As CCPA takes effect, some publishers are complying at a minimum

  •   January 6, 2020

The California Consumer Privacy Act (CCPA) took effect last Wednesday on January 1. And while I received numerous “our privacy policy has changed” emails, it was very challenging to find websites with actual “Do Not Sell My Personal Information” buttons or links.

I finally started seeing them at the end of last week. However, the notices were often very inconspicuous, perhaps as a test of minimum compliance. Indeed, it appears many publishers are trying to call as little attention as possible to the data opt-out option for consumers.

Not making it easy for users to find the opt-out entry point

If you’re not actively looking, you won’t find them

A fairly representative example comes from Time’s homepage. The “Do Not Sell” link is sixth on the list, in the far right column at the very bottom of the homepage. This is not something that would be casually discovered by most site visitors; there’s lots and lots of scrolling required.

It was the essentially same for Pandora, Hulu, The NY Times, WSJ.com and many others. The required links are at the very bottom of their respective homepages, in small fonts.

Netflix hides its opt-out language behind a plain-vanilla “privacy” link on its homepage. The same is true for Amazon. CCPA links are also very difficult to find on both Google and Facebook. Those not actively looking for them won’t find them.

‘Do Not Sell’ links in very small fonts

A user-friendly example — sort of

Conde Nast publications were more user friendly. On Wired, for example, a pop-up notification asks you accept an updated privacy policy; and shortly thereafter a “cookie banner” appears with a relatively conspicuous “Do Not Sell” button at the bottom of the page (see below).

In my unscientific survey of sites I frequent, Conde Nast’s treatment of “Do Not Sell” was the most consistent with the language of the statute, compared with what I would call “grudging” compliance by most of the other publishers, which appear to have consciously buried the links.

There’s no “opt-out” option at all for Amazon, Google and Facebook, which instead point to other mechanisms to control user privacy. Generally, they’re also taking the position that they’re not “selling” personal data. There’s a good deal still to be clarified — and there’s a longer discussion involving Google, Facebook and Amazon — but retargeting is clearly implicated by CCPA.

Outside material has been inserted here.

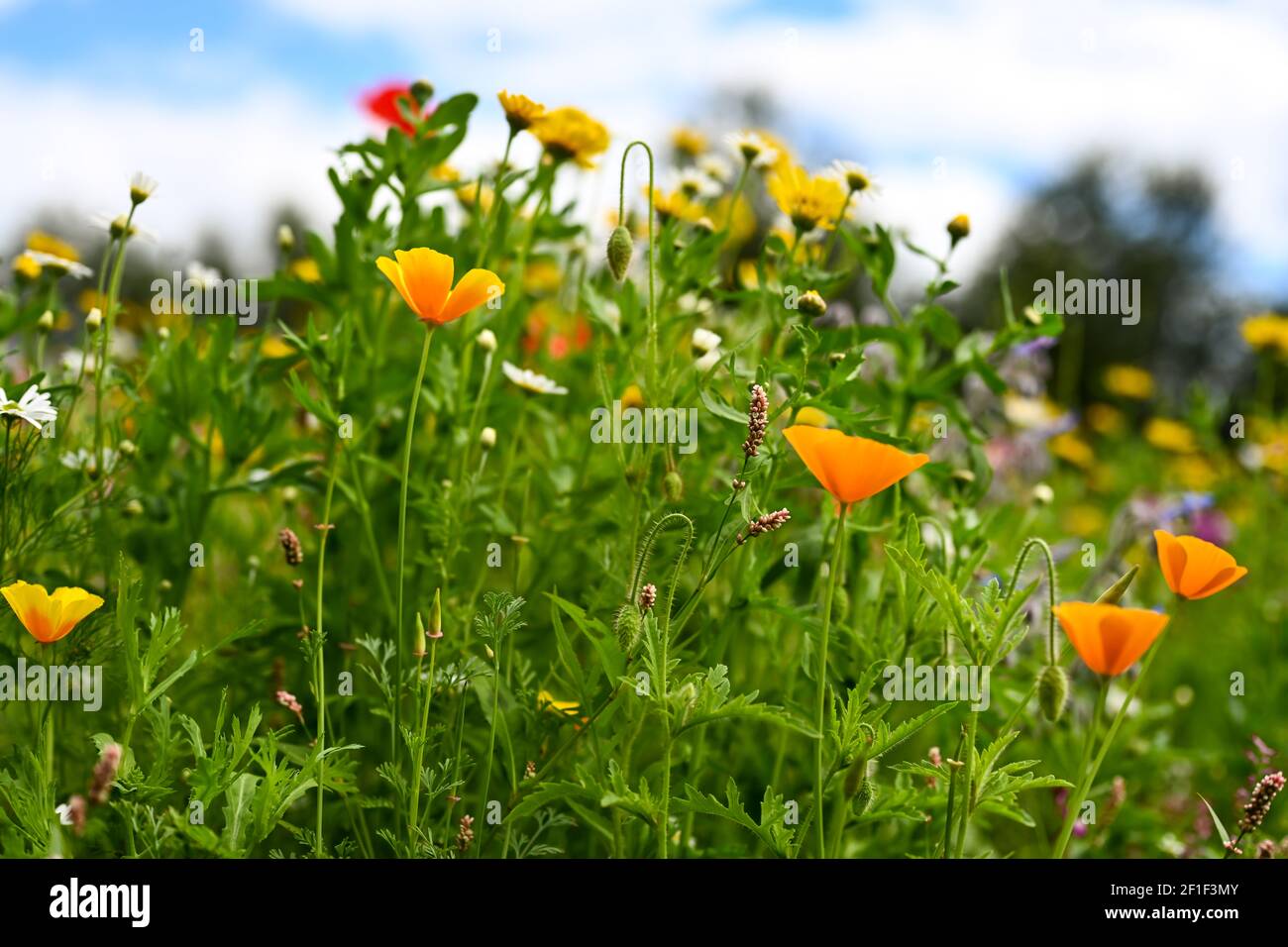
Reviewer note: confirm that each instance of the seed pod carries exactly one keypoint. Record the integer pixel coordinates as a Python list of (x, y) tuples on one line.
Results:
[(627, 625), (958, 228), (840, 604), (866, 796), (291, 547), (619, 249), (673, 486), (811, 303), (421, 650), (1113, 594), (1052, 692), (436, 616)]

Conde Nast more ‘clear and conspicuous’

What does ‘clear and conspicuous’ mean exactly?

The statute itself requires publishers to “Provide a clear and conspicuous link on the business’s Internet homepage, titled ‘Do Not Sell My Personal Information,’ to an Internet Web page that enables a consumer, or a person authorized by the consumer, to opt-out of the sale of the consumer’s personal information.”

We can debate the meaning of the phrase “clear and conspicuous” but what most of these publishers are doing, save Conde Nast and a couple of others I found, probably doesn’t qualify. They’re playing hide the ball.

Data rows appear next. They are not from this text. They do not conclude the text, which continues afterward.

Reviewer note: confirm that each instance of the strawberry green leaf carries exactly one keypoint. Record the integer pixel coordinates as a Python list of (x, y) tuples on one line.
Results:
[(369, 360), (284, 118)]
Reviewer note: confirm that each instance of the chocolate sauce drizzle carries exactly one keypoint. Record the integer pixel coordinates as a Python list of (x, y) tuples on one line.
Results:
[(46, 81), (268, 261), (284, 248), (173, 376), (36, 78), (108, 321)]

Page 2: dense text and fine print

Lots of exhausting fine print

For those intrepid users who locate the links and click through, the pages that follow are often replete with fine print and complexity. Even Conde Nast, on the better end of the spectrum, presents the above potentially confusing screens. (The highlighting is mine.)

After you “confirm my choices,” you’re taken to a form and required to (wait for it) . . . provide a bunch of personal information. You then receive an email and are required to offer a second confirmation of your choice. All of this takes you away from the article you originally wanted to read.

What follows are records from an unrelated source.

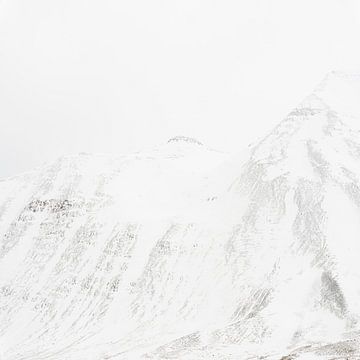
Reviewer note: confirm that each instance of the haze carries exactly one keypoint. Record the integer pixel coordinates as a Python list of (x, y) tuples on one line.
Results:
[(121, 76)]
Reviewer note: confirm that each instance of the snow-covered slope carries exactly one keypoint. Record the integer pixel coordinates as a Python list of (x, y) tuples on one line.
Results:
[(188, 253)]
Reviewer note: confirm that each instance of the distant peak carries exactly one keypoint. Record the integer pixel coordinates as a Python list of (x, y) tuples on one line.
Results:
[(184, 139)]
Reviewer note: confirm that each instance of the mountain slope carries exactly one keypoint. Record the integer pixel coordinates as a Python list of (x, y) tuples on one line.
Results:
[(188, 253)]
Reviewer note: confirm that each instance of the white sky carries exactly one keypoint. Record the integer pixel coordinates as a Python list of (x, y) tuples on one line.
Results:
[(119, 76)]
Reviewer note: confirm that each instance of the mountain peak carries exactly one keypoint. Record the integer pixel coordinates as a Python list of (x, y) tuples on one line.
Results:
[(184, 139)]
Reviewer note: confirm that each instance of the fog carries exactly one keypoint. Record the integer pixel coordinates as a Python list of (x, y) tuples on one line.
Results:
[(121, 76)]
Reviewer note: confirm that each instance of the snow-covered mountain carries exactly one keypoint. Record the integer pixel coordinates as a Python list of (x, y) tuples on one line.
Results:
[(189, 253)]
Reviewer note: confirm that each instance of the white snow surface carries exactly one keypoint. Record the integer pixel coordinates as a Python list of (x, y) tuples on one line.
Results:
[(189, 253)]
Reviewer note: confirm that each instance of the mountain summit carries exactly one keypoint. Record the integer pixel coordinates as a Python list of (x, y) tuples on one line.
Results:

Different publishers and their software vendors offer somewhat different treatments and user experiences. But there’s frequently lots of dense text and legalese, all of which is going to be exhausting for the average user to contend with. As I’ve argued before, users just seeking read an article are not going to want to take five minutes, at a minimum, to do all of this.

Multiply that by 10 or 20 or 50 sites in a day or week and most users will just carry on as usual for convenience and to avoid “privacy fatigue” — that is if they looked for the “Do Not Sell” links in the first place. Most publishers are probably hoping users either won’t notice or simply give up.

Personal information required to prevent a transfer of personal information

Educate, don’t ‘comply’

These initial efforts to comply with CCPA may uphold the letter but not the spirit of the law. Hiding links at the bottom of the page doesn’t inspire consumer trust or bring more transparency to users. While the path forward is complex and still murky, smart marketers are embracing privacy and not fighting it.

As a practical matter, I also believe these “bottom of the homepage” placements won’t been deemed sufficiently conspicuous and publishers will be compelled to make them more prominent, as well as potentially simplify the entire process. Rather than hoping users won’t notice, publishers and technology providers should be educating them about the benefits of not opting-out — in language that non-lawyers can understand.